As the number of confirmed cases globally increased to 800, and the death toll reached 26 people, Paul Stoffels, chief scientific officer at Johnson & Johnson, said the company’s scientists had already begun working on a potential vaccine.

In the UK, 14 people have been tested and none have been positive, although the experts predict it will reach the country.

Stoffels told the BBC Radio 4's Today news and current affairs radio programme that J&J’s scientists have already done “basic work” on a vaccine.

Any vaccine is at least a year away said Stoffels, although this is a vast improvement on development time seen for the Ebola virus, which took several years to produce.

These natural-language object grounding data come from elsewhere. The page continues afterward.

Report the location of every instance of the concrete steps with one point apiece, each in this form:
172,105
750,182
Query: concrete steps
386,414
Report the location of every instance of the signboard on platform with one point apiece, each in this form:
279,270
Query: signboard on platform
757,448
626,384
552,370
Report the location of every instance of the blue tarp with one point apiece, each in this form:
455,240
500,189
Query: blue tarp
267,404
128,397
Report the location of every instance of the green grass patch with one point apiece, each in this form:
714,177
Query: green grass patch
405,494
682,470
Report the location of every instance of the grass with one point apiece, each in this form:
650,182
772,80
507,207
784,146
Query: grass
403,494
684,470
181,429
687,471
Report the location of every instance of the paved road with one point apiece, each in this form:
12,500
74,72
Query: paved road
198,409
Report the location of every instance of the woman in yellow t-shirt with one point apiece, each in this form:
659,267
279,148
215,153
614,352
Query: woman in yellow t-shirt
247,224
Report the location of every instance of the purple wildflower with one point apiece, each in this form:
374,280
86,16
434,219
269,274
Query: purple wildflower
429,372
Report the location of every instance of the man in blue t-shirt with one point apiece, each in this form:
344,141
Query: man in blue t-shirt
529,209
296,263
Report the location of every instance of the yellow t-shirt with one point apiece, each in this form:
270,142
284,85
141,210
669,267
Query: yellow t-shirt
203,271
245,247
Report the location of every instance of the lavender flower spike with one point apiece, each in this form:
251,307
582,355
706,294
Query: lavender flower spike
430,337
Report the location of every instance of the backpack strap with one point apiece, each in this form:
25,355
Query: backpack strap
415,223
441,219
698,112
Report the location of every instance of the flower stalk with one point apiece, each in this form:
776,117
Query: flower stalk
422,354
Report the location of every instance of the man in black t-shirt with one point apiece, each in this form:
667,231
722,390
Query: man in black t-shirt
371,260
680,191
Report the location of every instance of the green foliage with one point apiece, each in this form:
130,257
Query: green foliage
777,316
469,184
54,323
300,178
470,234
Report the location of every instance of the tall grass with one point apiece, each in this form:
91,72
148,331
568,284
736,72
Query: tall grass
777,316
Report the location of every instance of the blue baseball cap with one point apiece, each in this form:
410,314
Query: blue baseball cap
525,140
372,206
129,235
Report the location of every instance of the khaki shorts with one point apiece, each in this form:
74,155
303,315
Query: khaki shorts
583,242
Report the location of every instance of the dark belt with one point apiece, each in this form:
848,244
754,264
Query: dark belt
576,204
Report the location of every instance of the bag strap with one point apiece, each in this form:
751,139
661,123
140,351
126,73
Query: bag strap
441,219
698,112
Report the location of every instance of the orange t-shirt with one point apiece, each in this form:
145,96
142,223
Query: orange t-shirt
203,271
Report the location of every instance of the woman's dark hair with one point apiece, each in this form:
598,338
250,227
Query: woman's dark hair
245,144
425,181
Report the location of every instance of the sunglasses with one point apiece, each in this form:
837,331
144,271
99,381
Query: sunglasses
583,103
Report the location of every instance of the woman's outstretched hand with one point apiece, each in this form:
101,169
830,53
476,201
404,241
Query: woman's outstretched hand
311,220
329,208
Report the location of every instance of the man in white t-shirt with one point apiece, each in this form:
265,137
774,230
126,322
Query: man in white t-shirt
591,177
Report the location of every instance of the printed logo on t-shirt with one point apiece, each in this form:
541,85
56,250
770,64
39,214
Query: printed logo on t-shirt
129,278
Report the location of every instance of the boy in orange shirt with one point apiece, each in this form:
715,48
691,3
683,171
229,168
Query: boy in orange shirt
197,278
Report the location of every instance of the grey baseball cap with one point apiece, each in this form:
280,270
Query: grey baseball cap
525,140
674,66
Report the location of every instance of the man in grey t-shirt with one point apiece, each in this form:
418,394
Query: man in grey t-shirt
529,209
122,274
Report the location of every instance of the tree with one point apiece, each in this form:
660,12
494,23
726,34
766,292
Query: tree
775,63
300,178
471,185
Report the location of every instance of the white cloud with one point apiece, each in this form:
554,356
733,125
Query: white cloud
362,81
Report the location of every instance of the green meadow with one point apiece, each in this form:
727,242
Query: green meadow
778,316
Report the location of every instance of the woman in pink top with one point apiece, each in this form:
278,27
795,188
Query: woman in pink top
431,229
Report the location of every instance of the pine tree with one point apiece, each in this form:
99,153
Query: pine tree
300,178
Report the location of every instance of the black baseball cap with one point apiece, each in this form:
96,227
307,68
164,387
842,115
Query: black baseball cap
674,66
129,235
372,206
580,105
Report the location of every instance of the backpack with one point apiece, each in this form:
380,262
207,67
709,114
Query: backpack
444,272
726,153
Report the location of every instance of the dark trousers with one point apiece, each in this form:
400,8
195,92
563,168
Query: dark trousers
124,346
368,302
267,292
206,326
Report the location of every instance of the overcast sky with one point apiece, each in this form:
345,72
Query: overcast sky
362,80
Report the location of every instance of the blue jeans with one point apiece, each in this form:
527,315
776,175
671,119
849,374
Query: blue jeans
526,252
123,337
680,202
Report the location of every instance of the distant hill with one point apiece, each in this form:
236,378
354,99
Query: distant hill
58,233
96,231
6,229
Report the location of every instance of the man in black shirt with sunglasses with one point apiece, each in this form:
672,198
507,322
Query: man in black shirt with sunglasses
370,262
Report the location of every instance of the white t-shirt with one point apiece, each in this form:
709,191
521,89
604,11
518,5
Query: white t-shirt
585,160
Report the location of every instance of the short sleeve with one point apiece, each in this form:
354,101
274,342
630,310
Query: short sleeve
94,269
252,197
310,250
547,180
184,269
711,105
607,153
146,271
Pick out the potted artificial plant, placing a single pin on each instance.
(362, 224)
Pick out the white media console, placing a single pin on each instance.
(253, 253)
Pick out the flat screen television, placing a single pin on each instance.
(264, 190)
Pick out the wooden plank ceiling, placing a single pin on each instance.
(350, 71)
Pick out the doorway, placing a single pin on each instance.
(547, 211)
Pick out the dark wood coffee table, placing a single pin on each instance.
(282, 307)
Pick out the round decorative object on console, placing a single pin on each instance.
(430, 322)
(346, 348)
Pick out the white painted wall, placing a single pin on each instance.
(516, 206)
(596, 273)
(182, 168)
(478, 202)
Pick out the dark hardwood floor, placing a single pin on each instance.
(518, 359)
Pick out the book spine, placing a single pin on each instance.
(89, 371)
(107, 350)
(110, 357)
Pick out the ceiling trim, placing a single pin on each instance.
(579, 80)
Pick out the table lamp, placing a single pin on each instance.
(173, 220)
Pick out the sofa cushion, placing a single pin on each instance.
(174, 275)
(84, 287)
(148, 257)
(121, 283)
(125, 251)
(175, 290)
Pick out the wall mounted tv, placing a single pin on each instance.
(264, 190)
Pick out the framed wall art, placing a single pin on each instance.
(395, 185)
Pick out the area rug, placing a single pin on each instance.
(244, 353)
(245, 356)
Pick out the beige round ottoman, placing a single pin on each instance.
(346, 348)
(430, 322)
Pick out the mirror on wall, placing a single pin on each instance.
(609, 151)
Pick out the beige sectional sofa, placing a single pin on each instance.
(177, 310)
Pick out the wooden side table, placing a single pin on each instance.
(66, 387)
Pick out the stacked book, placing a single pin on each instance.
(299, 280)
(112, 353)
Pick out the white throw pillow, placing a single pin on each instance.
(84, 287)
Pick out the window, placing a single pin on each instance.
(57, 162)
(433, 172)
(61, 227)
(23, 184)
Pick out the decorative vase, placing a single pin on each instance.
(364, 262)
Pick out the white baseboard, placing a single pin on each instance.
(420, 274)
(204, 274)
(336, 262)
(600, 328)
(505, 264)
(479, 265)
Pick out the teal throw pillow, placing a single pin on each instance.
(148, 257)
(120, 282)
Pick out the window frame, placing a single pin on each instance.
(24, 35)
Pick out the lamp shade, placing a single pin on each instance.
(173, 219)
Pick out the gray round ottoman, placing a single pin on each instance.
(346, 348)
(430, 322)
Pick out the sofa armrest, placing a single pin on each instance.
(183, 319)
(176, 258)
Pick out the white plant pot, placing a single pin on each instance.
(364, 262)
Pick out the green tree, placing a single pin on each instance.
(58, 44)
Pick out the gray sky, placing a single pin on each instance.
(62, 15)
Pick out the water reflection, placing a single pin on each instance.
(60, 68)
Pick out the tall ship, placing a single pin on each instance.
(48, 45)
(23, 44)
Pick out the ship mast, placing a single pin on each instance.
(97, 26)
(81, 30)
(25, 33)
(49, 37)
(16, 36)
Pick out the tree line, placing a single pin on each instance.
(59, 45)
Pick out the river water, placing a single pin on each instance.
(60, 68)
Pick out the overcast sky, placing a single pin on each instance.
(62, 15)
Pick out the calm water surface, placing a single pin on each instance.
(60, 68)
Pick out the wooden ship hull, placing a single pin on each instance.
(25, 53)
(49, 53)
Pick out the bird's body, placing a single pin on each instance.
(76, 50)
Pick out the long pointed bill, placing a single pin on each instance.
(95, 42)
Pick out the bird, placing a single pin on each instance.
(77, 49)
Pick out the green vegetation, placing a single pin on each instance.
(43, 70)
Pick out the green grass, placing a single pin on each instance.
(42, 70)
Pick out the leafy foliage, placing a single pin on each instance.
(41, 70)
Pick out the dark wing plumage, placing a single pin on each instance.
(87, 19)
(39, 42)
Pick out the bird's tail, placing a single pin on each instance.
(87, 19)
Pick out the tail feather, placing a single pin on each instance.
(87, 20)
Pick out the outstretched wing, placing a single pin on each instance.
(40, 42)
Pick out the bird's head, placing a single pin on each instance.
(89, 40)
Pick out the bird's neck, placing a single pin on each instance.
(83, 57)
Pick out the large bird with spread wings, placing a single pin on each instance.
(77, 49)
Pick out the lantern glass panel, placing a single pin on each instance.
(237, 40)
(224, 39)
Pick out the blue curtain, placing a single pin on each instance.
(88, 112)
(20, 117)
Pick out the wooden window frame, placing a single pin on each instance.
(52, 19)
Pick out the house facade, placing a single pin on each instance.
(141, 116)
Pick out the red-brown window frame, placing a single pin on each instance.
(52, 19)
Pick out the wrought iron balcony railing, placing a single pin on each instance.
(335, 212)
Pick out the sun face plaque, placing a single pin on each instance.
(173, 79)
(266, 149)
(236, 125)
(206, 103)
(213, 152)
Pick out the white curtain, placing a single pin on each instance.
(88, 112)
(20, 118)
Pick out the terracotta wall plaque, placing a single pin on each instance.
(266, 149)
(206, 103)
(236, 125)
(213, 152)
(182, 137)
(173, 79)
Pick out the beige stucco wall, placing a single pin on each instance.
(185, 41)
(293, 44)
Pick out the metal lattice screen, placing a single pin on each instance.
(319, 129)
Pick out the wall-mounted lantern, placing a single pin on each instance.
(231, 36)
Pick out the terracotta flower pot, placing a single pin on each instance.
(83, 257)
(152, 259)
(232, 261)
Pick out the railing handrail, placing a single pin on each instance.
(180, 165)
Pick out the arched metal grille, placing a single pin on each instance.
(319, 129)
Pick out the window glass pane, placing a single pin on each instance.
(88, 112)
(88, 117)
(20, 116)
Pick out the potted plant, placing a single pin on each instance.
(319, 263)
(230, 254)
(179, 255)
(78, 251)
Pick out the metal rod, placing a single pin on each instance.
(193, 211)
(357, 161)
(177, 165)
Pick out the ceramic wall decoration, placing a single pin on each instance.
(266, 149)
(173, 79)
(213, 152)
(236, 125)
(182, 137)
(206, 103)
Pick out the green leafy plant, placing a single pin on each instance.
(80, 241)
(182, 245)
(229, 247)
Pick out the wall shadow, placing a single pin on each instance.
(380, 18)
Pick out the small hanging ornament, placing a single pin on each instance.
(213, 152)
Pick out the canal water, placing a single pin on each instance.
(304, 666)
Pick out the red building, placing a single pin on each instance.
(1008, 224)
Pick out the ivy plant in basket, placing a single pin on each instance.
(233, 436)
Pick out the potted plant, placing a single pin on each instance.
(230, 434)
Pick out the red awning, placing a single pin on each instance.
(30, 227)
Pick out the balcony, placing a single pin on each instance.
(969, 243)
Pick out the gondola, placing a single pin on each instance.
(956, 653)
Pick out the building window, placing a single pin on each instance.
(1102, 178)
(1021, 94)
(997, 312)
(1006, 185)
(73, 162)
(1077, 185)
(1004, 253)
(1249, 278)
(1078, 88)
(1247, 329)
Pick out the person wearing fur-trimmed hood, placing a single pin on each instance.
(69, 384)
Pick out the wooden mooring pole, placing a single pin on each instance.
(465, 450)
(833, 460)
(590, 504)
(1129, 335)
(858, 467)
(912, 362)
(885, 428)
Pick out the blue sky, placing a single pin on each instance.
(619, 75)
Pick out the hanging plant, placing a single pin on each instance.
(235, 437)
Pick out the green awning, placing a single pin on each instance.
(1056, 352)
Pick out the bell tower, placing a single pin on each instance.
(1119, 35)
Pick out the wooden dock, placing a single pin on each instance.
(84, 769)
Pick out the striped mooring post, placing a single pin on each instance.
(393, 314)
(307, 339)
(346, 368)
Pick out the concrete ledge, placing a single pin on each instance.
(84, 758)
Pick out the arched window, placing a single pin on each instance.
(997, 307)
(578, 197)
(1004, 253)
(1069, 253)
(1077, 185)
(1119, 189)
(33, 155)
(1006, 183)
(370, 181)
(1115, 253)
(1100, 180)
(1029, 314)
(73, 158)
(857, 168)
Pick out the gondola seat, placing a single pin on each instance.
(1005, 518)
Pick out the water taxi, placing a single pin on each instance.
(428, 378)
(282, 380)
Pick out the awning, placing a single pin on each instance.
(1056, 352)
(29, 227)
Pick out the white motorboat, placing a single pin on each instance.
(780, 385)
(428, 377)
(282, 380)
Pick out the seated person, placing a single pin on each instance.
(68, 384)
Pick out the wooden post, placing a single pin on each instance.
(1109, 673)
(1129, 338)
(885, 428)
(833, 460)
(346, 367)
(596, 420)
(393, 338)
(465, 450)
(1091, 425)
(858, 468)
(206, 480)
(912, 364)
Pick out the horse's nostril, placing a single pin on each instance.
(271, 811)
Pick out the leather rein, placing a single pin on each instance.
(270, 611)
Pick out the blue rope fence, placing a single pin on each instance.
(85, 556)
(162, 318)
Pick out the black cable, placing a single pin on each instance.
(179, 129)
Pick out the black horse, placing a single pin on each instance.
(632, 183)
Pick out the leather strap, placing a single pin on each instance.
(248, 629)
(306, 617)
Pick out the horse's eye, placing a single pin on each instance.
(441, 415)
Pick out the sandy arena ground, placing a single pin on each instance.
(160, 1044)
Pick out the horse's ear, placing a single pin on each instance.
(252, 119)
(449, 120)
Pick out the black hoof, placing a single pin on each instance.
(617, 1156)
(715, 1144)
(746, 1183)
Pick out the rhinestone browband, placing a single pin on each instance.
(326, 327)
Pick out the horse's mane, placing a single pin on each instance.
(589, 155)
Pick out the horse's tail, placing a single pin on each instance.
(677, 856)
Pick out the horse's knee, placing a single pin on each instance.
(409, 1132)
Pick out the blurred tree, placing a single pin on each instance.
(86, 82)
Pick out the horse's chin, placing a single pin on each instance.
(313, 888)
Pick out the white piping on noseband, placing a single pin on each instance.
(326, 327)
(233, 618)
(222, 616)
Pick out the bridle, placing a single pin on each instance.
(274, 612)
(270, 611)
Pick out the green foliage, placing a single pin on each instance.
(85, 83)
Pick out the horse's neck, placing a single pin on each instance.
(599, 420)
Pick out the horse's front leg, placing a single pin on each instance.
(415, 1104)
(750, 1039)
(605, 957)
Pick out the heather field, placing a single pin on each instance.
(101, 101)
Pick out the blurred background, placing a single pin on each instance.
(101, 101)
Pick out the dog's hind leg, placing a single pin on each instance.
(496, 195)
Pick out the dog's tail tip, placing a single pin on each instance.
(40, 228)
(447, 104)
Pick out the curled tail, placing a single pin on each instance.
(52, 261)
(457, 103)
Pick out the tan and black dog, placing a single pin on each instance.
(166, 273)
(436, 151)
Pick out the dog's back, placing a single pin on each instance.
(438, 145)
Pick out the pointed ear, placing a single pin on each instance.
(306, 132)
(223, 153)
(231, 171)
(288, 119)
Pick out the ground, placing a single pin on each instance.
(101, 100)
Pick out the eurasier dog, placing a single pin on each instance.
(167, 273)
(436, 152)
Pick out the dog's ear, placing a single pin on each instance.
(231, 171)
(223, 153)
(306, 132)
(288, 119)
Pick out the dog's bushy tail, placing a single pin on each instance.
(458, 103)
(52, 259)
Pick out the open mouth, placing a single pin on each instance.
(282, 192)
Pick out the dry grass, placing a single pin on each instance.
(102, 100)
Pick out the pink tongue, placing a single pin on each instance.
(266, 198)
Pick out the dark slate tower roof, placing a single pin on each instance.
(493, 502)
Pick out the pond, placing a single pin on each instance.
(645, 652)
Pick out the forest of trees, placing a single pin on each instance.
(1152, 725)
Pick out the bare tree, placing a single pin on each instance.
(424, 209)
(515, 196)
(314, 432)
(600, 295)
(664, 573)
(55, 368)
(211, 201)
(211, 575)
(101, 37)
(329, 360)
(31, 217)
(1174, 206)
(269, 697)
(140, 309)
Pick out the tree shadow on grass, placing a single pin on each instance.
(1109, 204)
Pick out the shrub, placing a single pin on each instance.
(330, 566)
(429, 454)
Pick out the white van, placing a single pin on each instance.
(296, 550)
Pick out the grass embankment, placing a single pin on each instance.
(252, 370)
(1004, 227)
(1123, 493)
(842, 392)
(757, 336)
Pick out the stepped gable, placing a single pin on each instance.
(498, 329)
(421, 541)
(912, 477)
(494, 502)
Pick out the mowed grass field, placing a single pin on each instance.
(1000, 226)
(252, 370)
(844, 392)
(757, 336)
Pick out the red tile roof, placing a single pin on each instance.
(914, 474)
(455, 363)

Stoffels told the BBC: “The sequence of the virus, the genetic material, has been available for a few weeks. Most of the laboratories in the pharmaceutical industry are able to work from that information to construct vaccines.

“As an industry we are just people and we feel about the world and use our capabilities to make a difference. The lab technicians and scientists without me asking told me today they advanced the first version of a vaccine in the laboratory.

“There is so much technology now that you can do this very fast. That will take several months before the product will be able to be tested in the clinic.”

Meanwhile, the Coalition for Epidemic Preparedness Innovations (CEPI), said it had begun three programmes to develop vaccines against the new virus strain, dubbed nCoV-2019.

The vaccine development efforts will build on existing partnerships with US biotech Inovio and The University of Brisbane in Australia.

A public-private partnership launched at Davos in 2017, CEPI is already working with Inovio on a DNA vaccine candidate against Middle East Respiratory Syndrome (MERS), and is looking at “molecular clamp” vaccines with the university that could work against several different viruses.

Moderna has agreed to manufacture an mRNA vaccine against 2019-nCoV, which will be funded by CEPI.

The Vaccine Research Center, part of the US National Institute of Allergy and Infectious Diseases (NIAID), worked with Moderna to design the vaccine.

NIAID, part of the US-government funded National Institutes of Health, will conduct pre-clinical studies and a US-based phase 1 clinical study.